Sleepy Hollow (1999)

reviewed by
Sean Townsend


SLEEPY HOLLOW

STARRING: Johnny Depp, Christina Ricci, Miranda Richardson, Michael Gambon, Casper Van Dien, Jeffrey Jones, Ian McDiarmid, Christopher Lee DIRECTOR: Tim Burton WRITTEN BY: Kevin Yagher, Andrew Kevin Walker (based on "The Legend of Sleepy Hollow" by Washington Irving)

By now, after Beetlejuice, two Batman movies, and Edward Scissorhands (also starring Depp), one might conclude that the sky in weirdo/wunderkind Tim Burton's world is decidedly black. Yet, his bleak Gothic imagery has always been tempered by a childlike wonder (perhaps best realized in the truly marvelous musical fantasy The Nightmare Before Christmas, which he produced and co-wrote.) Underlined with strange and sublime music from constant collaborator Danny Elfman, Burton's films have a unique, fairy-tale-like quality that has often endeared him to both critics and audiences in a rare synergy of art and commerce (although not always; 1996's Mars Attacks! was just plain dreadful, while 1994's critical favorite Ed Wood was box-office anathema.) These same artistic and commercial elements appear in Sleepy Hollow, but blend less smoothly thanks to writing flaws that complicate what should have been a simple and straightforward tale.

The film's plot bears only a passing resemblance to Irving's short story. Ichabod Crane is now a constable and forensic scientist instead of a schoolmaster. This allows the writers to cook up an unnecessarily convoluted murder mystery involving conspiracy and witchcraft, a whodunit that in its resolution makes even the origin of the Headless Horseman seem completely plausible in comparison. Thrown in for good measure is some uncalled-for subtext involving Ichabod's Puritan childhood. In fact, Sleepy Hollow is even less faithful to its source than the short but memorable Disney cartoon (the last half of 1949's Ichabod and Mr. Toad) that is, to my mind, still the best-- and scariest-- film version of 'em all (so memorable, in fact, that Burton includes several bits of hommage to it, like the toads that croak Ichabod's name as he nervously guides his old horse across a covered bridge at night.)

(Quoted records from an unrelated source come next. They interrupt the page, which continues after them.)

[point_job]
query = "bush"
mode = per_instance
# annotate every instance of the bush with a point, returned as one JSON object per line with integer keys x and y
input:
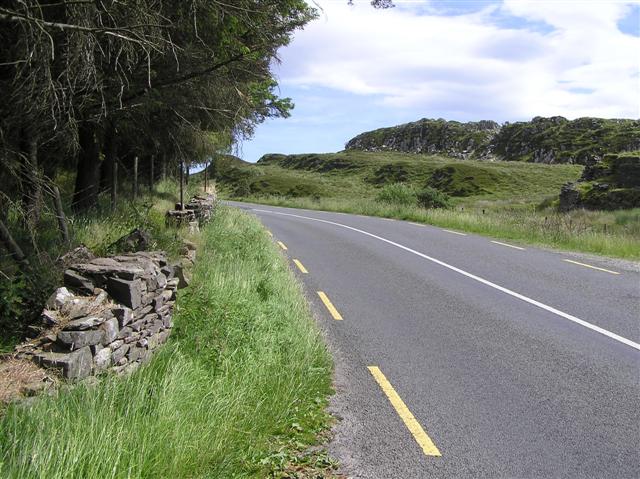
{"x": 397, "y": 194}
{"x": 432, "y": 198}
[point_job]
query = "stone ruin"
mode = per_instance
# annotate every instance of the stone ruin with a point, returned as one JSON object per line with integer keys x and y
{"x": 196, "y": 212}
{"x": 111, "y": 314}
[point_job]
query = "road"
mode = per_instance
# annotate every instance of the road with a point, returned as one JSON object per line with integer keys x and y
{"x": 459, "y": 357}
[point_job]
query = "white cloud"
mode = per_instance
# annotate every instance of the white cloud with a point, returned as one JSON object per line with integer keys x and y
{"x": 472, "y": 66}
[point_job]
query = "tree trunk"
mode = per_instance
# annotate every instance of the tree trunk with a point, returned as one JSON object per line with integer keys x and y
{"x": 31, "y": 180}
{"x": 114, "y": 187}
{"x": 62, "y": 220}
{"x": 85, "y": 195}
{"x": 135, "y": 177}
{"x": 151, "y": 172}
{"x": 110, "y": 149}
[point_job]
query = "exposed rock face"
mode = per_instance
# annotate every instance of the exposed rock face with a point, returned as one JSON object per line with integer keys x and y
{"x": 541, "y": 140}
{"x": 120, "y": 312}
{"x": 608, "y": 183}
{"x": 459, "y": 140}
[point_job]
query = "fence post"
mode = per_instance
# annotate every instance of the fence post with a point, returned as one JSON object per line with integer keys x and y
{"x": 114, "y": 186}
{"x": 135, "y": 177}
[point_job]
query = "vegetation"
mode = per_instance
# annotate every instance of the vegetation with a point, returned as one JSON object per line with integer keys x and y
{"x": 241, "y": 383}
{"x": 509, "y": 200}
{"x": 541, "y": 140}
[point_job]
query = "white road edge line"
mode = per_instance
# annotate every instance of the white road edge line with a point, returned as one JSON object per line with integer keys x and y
{"x": 508, "y": 245}
{"x": 522, "y": 297}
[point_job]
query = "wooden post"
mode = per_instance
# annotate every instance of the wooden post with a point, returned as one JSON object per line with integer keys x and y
{"x": 206, "y": 165}
{"x": 151, "y": 173}
{"x": 62, "y": 220}
{"x": 135, "y": 177}
{"x": 181, "y": 184}
{"x": 114, "y": 186}
{"x": 11, "y": 245}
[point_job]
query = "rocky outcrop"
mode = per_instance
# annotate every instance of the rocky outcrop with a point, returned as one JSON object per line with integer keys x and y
{"x": 111, "y": 314}
{"x": 541, "y": 140}
{"x": 608, "y": 183}
{"x": 452, "y": 138}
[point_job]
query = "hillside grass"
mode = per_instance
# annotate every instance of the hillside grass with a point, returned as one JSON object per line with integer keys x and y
{"x": 241, "y": 383}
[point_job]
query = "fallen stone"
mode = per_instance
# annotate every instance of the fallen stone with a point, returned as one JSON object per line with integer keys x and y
{"x": 75, "y": 365}
{"x": 78, "y": 282}
{"x": 118, "y": 354}
{"x": 123, "y": 314}
{"x": 50, "y": 318}
{"x": 79, "y": 339}
{"x": 125, "y": 333}
{"x": 110, "y": 330}
{"x": 126, "y": 292}
{"x": 102, "y": 359}
{"x": 83, "y": 324}
{"x": 59, "y": 298}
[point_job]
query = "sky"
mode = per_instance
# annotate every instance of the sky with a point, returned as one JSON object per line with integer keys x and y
{"x": 356, "y": 68}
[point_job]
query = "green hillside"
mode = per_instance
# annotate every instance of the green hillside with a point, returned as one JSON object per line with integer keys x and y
{"x": 359, "y": 174}
{"x": 541, "y": 140}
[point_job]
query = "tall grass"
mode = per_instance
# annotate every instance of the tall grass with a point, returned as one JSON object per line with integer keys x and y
{"x": 245, "y": 364}
{"x": 580, "y": 230}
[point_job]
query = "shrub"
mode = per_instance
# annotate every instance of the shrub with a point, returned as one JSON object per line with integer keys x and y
{"x": 397, "y": 194}
{"x": 432, "y": 198}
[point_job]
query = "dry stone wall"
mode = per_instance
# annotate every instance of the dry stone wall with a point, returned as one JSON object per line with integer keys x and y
{"x": 111, "y": 314}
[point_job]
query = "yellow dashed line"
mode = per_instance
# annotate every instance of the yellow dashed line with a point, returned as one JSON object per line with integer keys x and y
{"x": 455, "y": 232}
{"x": 300, "y": 266}
{"x": 332, "y": 309}
{"x": 592, "y": 267}
{"x": 508, "y": 245}
{"x": 419, "y": 434}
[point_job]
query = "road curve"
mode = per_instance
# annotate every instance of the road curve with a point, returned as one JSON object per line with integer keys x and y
{"x": 457, "y": 356}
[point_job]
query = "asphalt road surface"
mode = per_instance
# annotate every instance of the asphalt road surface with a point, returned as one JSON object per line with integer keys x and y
{"x": 458, "y": 357}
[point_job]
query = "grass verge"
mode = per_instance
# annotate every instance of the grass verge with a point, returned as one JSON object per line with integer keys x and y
{"x": 244, "y": 377}
{"x": 579, "y": 230}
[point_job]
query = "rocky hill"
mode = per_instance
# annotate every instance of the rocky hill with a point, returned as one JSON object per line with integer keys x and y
{"x": 541, "y": 140}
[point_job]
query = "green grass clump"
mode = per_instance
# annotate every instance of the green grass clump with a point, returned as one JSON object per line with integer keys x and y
{"x": 397, "y": 194}
{"x": 244, "y": 370}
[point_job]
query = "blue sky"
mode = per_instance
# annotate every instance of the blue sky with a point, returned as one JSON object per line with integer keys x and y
{"x": 355, "y": 68}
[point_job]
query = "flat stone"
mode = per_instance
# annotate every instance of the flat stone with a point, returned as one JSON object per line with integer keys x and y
{"x": 79, "y": 339}
{"x": 119, "y": 353}
{"x": 156, "y": 326}
{"x": 110, "y": 329}
{"x": 73, "y": 365}
{"x": 125, "y": 332}
{"x": 102, "y": 359}
{"x": 58, "y": 298}
{"x": 123, "y": 314}
{"x": 126, "y": 292}
{"x": 161, "y": 280}
{"x": 142, "y": 312}
{"x": 138, "y": 325}
{"x": 78, "y": 282}
{"x": 83, "y": 324}
{"x": 49, "y": 317}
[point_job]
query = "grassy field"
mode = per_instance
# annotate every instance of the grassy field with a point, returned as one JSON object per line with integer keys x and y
{"x": 238, "y": 390}
{"x": 507, "y": 200}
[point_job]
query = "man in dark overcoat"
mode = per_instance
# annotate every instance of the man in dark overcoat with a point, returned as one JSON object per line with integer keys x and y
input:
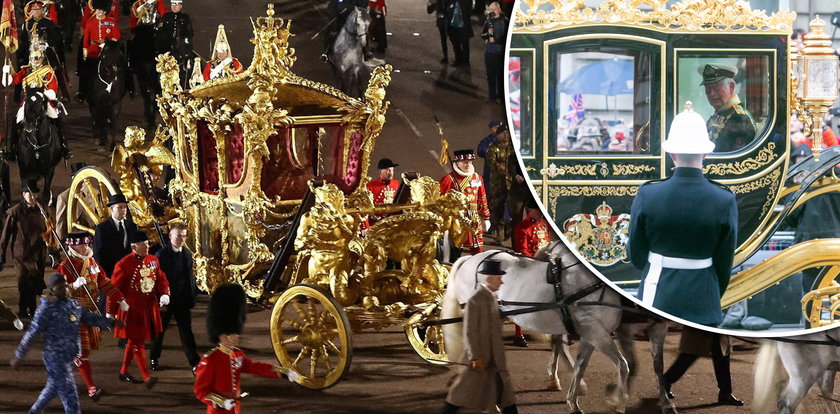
{"x": 177, "y": 263}
{"x": 683, "y": 230}
{"x": 22, "y": 231}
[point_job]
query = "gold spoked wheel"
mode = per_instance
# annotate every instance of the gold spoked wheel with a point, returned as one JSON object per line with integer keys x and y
{"x": 87, "y": 204}
{"x": 311, "y": 335}
{"x": 427, "y": 341}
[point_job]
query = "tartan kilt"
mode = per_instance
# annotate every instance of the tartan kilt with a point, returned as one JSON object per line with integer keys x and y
{"x": 90, "y": 337}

This is not to say that the film is a waste of time. On the contrary, it's worth ponying up the bucks just to see the patented Burton visuals (accomplished this time by cinematographer Emmanuel Lubezki) married to Elfman's magical music. Pastoral vistas of upstate New York are as beautifully rendered as oil paintings, but the real treats are the gloomy little township of Sleepy Hollow and the gnarled, leaf-strewn forest surrounding it. They're like an Edward Gorey drawing come to ominous life. Even the few daylight sequences have a dreamlike, dark-at-the-fringes feel, and the characters all share an unhealthy-looking pallor that suits the grim (and often gruesome) proceedings. Depp's Ichabod Crane, with his constantly pursed lips and stiff, vaguely effeminate demeanor, matches Irving's conception in character if not appearance (in this respect, the Disney version is bang-on.) Ricci, on the other hand, matches Irving's physical description of Katrina Van Tassel letter for letter, but is neither coquettish nor fickle enough to be considered anything but a goody-goody. Thanks to the demands of a script that requires obligatory plot twists and action scenes, we are expected to believe things about both characters that simply don't add up. Worse, the villain is made to explain the whole messy mystery near the end, with the immediate and unfortunate result that we are suddenly yanked out of Tim Burton's darkly imaginative world and left sitting in a theater, watching something no more real than a Headless Horseman.